Nur: Mit einer Platte füllt man keinen Konzertabend. Und es wäre auch um zwei Dinge schade gewesen: um den politisch aktiven Peter Gabriel und den Sound- und Bild- Stylisten. Beides wurde befriedigt – Gabriel im wahrsten Sinne von allen Seiten beleuchtet sozusagen. Zuallererst bei Saal-Licht.

Der Weg sei hier das Ziel und das Konzept, so Gabriel. Was wäre ein fertiges Produkt ohne den mindestens so spannenden Entstehungsprozess? So beginnt die Show im überdimensionierten Proberaum ohne Brimborium und in akustisch einwandfreier Bahnhofsatmosphäre. Es gebe, so Gabriel, als Aperitiv ein Akustik-Set, zum Hauptgang Hits in elektrischer Form, und- wenn das überstanden sei - als Dessert „So“ vom ersten bis zum letzten Song. Und das sympathischerweise auf Deutsch gesprochen.

Peter Gabriel wäre aber nicht er, würde er nicht junge Talente fördern, wie die beiden Musikerinnen als Vor-Aperitiv mit Cello und Xylophon und zweistimmigem Gesang.

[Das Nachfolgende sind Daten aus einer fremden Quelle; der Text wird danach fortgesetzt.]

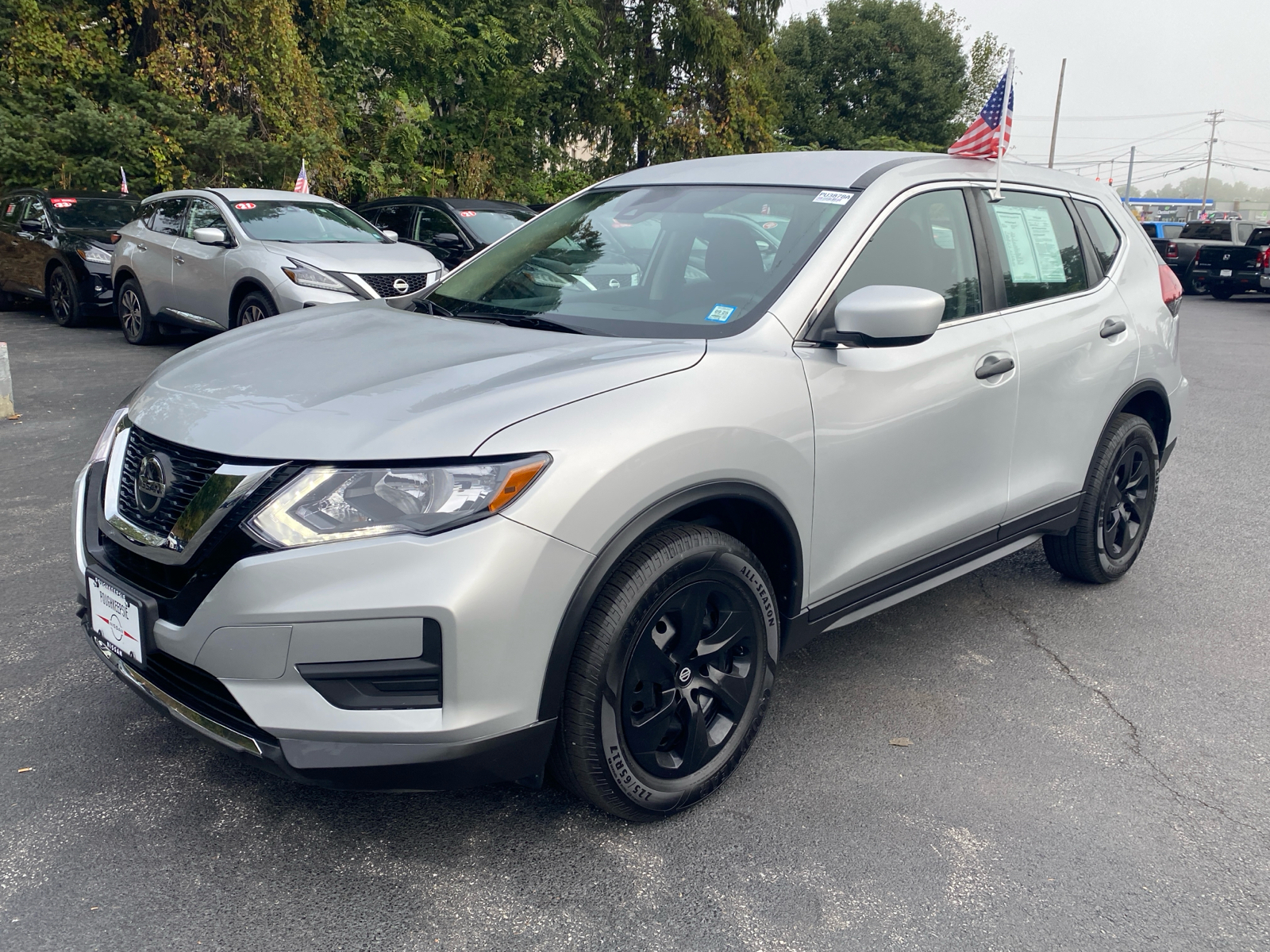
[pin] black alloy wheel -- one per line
(671, 674)
(139, 327)
(1117, 507)
(690, 678)
(254, 308)
(63, 300)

Mit dem ersten amtlichen Snareschlag verabschiedeten sich nach dem Akustik-Set ebenso schlagartig die Saal-Scheinwerfer und Leben kam in die fünf von Maskenmännern gesteuerten Lichtkräne, die gerade zuvor noch wie erstarrte Gottesanbeterinnen hinter dem Schlagzeug geschlummert hatten. Hier wurde alles geboten, was die Musik optisch unterstützen konnte – mit dem eben schon bei früheren Tourneen bewährten menschlichen Einschlag der wie die Musiker selbstverständlich zur Show gehörigen Bühnenarbeiter. Besonders wirkungsvoll war dies bei „We do what we´re told“, einer Inszenierung zwischen „The Wall“ und „1984“. Richtig bunt wurde der Abend erst beim letzten Song, „In your eyes“.

Ein wiederum auf Deutsch vorgetragener Aufruf an das Publikum, bei Ungerechtigkeiten nicht tatenlos zuzusehen, einem Verweis auf das Massaker in Mexico, beendete den Abend – und die vom Publikum getragene Hymne „Biko“, das Erinnerungsstück an den südafrikanischen Bürgerrechtler Steven Biko hallte noch nach, als Peter Gabriel die Bühne schon verlassen hatte.